Abstract

Threshold inflation that maximizes long-term growth in an economy is dependent on fiscal deficit (FD) and current account deficit (CAD). Since the existing empirical literature on threshold inflation lacks a robust theoretical framework, the present study considers the theory developed by Dholakia (2020) to estimate threshold inflation that maximizes steady state growth (SSG). Based on an appropriate degree of polynomial for investment rate and capital productivity with a cross-country data set of 58 countries for the period 1995 to 2018, the study broadly confirms higher threshold inflation with higher growth in emerging market economies as compared to the advanced economies. By introducing country-specific intercept and selected slope dummies, the study finds that the threshold inflation for India is around 6 per cent. An important finding of the study is that the long run trade-off between inflation and SSG is asymmetric such that a reduction in inflation rate leads to a much smaller gain in the long-term growth when inflation is higher than threshold compared to when inflation is lower and rises towards the threshold level.
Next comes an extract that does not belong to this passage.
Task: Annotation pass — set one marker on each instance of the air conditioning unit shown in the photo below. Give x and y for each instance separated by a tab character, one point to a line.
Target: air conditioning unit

Also, the threshold inflation and corresponding growth are not unique for a country but depend on the other two parameters – FD/GDP and CAD/GDP. Policymakers may choose to set the inflation target below the threshold level only after considering the costs of sacrificing growth and implied poverty alleviation rate with likely benefits in terms of the distributional and financial stability implications which are not examined in this study.